Master of Science (MS)


Sociology, Social Work, and Anthropology

Committee Chair(s)

Judson B. Finley


Judson B. Finley


David Byers


Kenneth P. Cannon


The purpose of this study is to understand how prehistoric people moved around the landscape and used major stone tool resources throughout the last 10,000 yr. B.P. in southern Idaho. Similar research has been reported in the Great Basin and western Wyoming and this study continues to fill the map with data about how large regions of the western United States were used prehistorically. This study specifically examined whether or not prehistoric mobility changed according to wet and dry climatic shifts. Based on these shifts archaeologists expect the regions people used to expand or shrink using an economic model of decision-making when foragers were confronted with the choice to stay in one resource area or move to another while pursuing plants and animals for food. To measure this decision prehistorically, obsidian projectile points and tools left behind throughout time were analyzed to determine where the stone originated geologically, a concept known as conveyance. The data were gathered from many regional studies and new sourcing of 139 artifacts from southeastern Idaho regional collections and excavations at the Fox Site near Thatcher, Idaho. In the compiled dataset are 4,440 artifacts from 640 archaeological sites in southern Idaho that originate from 37 obsidian sources.

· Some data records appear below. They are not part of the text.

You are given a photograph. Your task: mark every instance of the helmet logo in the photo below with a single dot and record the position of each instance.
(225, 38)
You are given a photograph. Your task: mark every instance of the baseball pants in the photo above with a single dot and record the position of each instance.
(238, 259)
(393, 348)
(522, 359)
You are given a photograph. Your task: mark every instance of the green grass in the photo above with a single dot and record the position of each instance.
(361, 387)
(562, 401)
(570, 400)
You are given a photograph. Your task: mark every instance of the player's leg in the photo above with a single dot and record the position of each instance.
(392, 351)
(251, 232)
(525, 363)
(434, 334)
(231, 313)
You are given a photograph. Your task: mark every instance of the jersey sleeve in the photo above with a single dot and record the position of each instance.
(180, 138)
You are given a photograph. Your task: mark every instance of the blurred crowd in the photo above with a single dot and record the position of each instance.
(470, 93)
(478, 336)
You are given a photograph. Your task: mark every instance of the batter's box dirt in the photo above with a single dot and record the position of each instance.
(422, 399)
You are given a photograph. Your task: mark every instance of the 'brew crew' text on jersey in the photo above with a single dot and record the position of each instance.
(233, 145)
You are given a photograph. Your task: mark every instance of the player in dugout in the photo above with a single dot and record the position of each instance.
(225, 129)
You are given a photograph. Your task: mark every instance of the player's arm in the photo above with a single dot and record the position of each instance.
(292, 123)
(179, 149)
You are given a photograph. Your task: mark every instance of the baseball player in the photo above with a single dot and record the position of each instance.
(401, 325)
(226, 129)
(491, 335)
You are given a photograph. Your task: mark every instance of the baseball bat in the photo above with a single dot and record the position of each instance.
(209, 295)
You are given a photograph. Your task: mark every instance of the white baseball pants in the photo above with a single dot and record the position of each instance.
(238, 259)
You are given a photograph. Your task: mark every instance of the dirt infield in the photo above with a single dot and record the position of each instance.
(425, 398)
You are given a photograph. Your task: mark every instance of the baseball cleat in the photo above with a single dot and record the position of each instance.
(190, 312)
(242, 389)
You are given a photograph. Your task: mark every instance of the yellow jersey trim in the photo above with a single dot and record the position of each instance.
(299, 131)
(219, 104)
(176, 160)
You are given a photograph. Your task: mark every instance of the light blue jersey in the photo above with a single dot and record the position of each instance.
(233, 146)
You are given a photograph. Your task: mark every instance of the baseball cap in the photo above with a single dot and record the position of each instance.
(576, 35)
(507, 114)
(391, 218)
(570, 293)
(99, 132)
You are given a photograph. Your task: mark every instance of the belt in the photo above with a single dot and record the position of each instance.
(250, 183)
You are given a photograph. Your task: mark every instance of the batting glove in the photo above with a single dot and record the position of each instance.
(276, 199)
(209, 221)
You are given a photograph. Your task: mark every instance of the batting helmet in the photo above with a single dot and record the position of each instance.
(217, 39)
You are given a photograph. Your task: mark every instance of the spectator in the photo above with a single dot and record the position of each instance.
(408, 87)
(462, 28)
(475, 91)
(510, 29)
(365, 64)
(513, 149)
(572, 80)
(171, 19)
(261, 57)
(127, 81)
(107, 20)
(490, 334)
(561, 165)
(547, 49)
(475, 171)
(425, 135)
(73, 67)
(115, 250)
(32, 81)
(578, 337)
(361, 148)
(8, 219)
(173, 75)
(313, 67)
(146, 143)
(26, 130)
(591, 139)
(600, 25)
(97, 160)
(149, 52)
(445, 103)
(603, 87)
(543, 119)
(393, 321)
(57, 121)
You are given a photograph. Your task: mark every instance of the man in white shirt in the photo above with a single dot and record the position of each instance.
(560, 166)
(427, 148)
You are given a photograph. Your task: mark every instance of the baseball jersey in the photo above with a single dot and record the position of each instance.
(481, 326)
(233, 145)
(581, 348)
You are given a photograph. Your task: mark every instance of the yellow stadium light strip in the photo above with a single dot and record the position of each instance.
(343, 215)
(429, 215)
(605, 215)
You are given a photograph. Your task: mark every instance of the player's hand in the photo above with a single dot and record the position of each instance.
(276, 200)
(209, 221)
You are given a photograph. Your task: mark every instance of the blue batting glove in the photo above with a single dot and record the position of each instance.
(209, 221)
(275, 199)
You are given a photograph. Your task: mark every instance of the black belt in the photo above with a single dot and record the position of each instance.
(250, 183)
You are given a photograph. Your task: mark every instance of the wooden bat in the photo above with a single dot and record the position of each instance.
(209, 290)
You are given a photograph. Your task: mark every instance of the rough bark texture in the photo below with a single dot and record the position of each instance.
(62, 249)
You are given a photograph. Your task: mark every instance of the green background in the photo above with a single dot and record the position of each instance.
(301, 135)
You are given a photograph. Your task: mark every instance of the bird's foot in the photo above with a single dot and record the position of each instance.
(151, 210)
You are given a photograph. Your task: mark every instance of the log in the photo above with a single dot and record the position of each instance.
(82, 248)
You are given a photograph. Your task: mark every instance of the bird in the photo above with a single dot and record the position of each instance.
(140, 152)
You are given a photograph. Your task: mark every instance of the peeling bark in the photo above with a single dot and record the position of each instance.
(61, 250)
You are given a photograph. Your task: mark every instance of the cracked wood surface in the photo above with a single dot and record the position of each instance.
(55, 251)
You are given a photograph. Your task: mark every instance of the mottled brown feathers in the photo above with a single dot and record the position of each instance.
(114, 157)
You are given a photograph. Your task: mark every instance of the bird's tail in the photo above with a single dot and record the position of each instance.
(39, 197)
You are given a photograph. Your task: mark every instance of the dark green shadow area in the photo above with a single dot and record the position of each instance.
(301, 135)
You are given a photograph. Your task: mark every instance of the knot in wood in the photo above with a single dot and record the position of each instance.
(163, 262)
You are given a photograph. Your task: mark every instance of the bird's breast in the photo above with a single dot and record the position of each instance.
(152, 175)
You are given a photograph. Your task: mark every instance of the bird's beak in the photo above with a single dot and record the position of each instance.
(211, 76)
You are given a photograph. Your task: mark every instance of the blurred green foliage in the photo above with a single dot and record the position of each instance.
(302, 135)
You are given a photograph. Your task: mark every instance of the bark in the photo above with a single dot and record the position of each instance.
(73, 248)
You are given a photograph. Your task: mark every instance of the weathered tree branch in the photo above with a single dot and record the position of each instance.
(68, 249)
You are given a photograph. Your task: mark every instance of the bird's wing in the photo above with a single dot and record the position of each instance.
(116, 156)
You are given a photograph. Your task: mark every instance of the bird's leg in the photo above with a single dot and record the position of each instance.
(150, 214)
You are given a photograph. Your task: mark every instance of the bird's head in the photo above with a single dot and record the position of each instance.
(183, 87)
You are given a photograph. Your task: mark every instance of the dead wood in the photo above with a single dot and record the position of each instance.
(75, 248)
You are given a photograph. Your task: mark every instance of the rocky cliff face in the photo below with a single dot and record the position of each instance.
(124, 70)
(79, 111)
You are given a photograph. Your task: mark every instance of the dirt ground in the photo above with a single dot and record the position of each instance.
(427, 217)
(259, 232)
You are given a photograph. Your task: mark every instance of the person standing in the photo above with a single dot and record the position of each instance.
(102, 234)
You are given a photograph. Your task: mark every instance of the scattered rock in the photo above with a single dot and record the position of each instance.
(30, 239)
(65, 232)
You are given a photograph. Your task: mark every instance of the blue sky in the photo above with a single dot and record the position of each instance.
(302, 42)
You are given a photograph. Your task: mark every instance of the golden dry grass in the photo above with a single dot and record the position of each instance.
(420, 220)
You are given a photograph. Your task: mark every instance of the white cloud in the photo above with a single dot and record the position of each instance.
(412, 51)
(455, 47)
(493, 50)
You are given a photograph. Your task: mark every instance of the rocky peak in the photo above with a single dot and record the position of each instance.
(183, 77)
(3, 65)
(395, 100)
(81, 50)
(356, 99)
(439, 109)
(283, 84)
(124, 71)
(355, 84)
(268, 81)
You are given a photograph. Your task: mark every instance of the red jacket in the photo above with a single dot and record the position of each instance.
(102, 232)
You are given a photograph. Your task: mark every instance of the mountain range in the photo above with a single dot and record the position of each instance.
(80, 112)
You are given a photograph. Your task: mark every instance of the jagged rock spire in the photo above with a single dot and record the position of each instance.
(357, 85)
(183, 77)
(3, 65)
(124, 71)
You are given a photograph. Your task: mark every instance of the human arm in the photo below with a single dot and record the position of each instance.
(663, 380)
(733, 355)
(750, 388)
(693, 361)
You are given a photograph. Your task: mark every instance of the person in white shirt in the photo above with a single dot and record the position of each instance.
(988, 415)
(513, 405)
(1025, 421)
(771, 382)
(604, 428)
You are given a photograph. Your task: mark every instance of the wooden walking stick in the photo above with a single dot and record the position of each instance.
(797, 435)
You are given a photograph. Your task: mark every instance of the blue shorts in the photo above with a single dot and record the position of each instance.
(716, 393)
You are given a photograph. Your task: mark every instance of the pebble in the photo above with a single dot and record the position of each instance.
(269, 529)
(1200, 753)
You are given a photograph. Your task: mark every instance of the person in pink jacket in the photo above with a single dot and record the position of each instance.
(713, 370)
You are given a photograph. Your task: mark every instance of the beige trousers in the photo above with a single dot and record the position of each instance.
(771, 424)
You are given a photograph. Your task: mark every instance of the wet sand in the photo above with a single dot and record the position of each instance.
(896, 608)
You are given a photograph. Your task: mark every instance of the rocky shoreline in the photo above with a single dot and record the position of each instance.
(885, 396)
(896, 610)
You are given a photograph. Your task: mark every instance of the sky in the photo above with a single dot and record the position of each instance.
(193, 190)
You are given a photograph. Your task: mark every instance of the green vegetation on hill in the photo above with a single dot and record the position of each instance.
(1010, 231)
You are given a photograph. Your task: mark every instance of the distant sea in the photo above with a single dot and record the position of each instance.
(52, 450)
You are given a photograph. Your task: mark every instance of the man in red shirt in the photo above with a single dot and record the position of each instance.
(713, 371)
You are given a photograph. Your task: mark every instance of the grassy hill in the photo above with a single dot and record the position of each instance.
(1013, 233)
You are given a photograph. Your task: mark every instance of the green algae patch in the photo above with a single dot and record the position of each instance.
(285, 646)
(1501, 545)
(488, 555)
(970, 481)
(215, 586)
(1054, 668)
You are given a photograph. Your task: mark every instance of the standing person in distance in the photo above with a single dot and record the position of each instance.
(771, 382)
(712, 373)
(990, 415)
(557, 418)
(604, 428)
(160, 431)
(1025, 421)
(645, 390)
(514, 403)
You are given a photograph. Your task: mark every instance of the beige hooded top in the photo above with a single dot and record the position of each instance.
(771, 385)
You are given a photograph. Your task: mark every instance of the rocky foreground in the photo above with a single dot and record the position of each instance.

Analysis of this dataset grouped archaeology sites based on the percentage of different obsidian sources used, creating conveyance zone sets that were encompassed by statistically created ovals in mapping software. Four trans-Holocene conveyance zones are proposed and described: the Malad Conveyance Zone (MCZ), Timber Butte Conveyance Zone (TBCZ), Big Southern Butte Conveyance Zone (BSBCZ), and Snake River Conveyance Zone (SRCZ). These zones are then separated into four wet or dry climate periods and changes in mobility are compared to the economic decision model. Overall the MCZ and TBCZ both met the expectations of the model, while the BSBCZ and SRCZ did not. Another test of the data reveals that the number of obsidian sources used and the evenness of their use is not correlated with conveyance zone size, which helps confirm that these zones reproduce prehistoric behavior and are not a statistical product of the availability of obsidian in a region.

The conveyance zones described in this study are comparable in size to those proposed in neighboring regions. Research also finds that southern Idaho conveyance zones were firmly established in the Early Holocene and shows that conveyance zones can be created from large datasets in a statistically robust manner and enable researchers to look at changes in forager mobility across large spatial and temporal scales. Expectations for forager mobility are partially supported by the variability wet and dry climate during the last 10,000 years B.P.